Like many, I watched the opening ceremony of the London Olympics last Friday and, like a few, I was confused about the meaning of the show. Or to put it more accurately, I was wondered whether the spirit of the Olympic Games as a world athletic meeting promoting world peace and intercultural bonds was truly conveyed to a global audience. Was that a show for the world or a show for “Brits only?”
I thought it was the latter. If you have never lived in the United Kingdom for a long time – most people prefer to live in their own country – it would be impossible to decipher the social codes and meaning behind some of the scenes displayed during the ceremony. For example, what is the importance behind hundreds of beds being rushed onto the giant ceremonial stage carrying sick children and jolly jumpy nurses from the Great Ormond Street Hospital? I spent a great part of my life in England and personally experienced the benefits of the British National Health Service. But did my octogenarian aunt and her family, who obsessively watched the ceremony until the end, understand what the huge initials of “NHS” meant when they appeared center stage after the jolly nurses faded away? OK, there were internationally-known British symbols like Harry Potter present, but there was no Sherlock Holmes or Agatha Christie. There was the industrial revolution but there was no English sea faring.
And what about the famous British humor? Was Rowan Atkinson’s physical comedy funny enough to represent the best British characteristic, the ability and the open-mindedness to laugh at yourself and your most reverend institutions? I did not think that Black Adder’s boredom from tapping the same point on the keyboard and his preoccupation with his nose was a representation worthy of such a rich tradition.

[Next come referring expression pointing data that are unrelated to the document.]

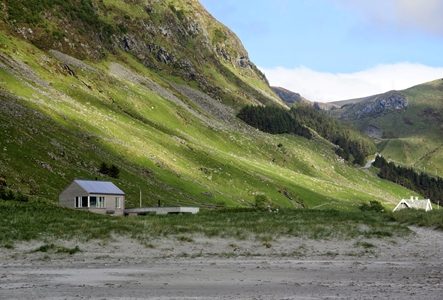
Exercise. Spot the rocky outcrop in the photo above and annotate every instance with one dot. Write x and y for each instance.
(288, 96)
(179, 39)
(372, 107)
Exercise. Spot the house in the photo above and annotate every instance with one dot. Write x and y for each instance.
(424, 204)
(101, 197)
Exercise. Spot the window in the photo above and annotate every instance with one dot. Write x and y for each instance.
(92, 201)
(101, 202)
(81, 201)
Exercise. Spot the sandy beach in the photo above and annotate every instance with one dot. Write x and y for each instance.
(214, 268)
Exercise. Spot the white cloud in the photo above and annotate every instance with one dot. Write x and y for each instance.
(327, 87)
(419, 15)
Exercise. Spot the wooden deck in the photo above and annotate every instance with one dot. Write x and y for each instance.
(141, 211)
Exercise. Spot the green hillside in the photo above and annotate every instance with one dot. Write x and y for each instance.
(168, 125)
(410, 136)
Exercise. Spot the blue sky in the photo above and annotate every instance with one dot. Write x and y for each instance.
(329, 50)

But I can tell you one thing. I thought that what saved the tradition of British humor was the actual representative of the oldest British institution: the Queen. Her wonderfully delivered phrase, “Good evening Mr. Bond,” when welcoming the latest James Bond actor, Daniel Craig, into her luxurious private office was original and creative enough to remain in our minds as the most memorable part of this otherwise inward looking domestic show. The Brits can still be sure that they have managed to keep a valuable feature of their society, i.e. the one which appreciates humor as a means of everybody’s democratic right to the extent that even the monarch can join in as a willing participant in the procedure.
It was reported in the news that the Queen was eager to find out whether the public was “amused” by her show and that she was assured by the director of the ceremony that they really did like it.
I can’t think of many leaders who would ask whether their public was “amused” even if they had condescended to take part in such a gag. In many societies the width of disrespect shown to the authority is a good measure for the degree of democracy.
So the show was bad, but the Queen saved it. The representative of the most anachronistic British institution showed once again that the balance between the authority and the citizen -in spite of it all - still holds.
So I say to you, “Good evening Mr. Bond,” a hundred times.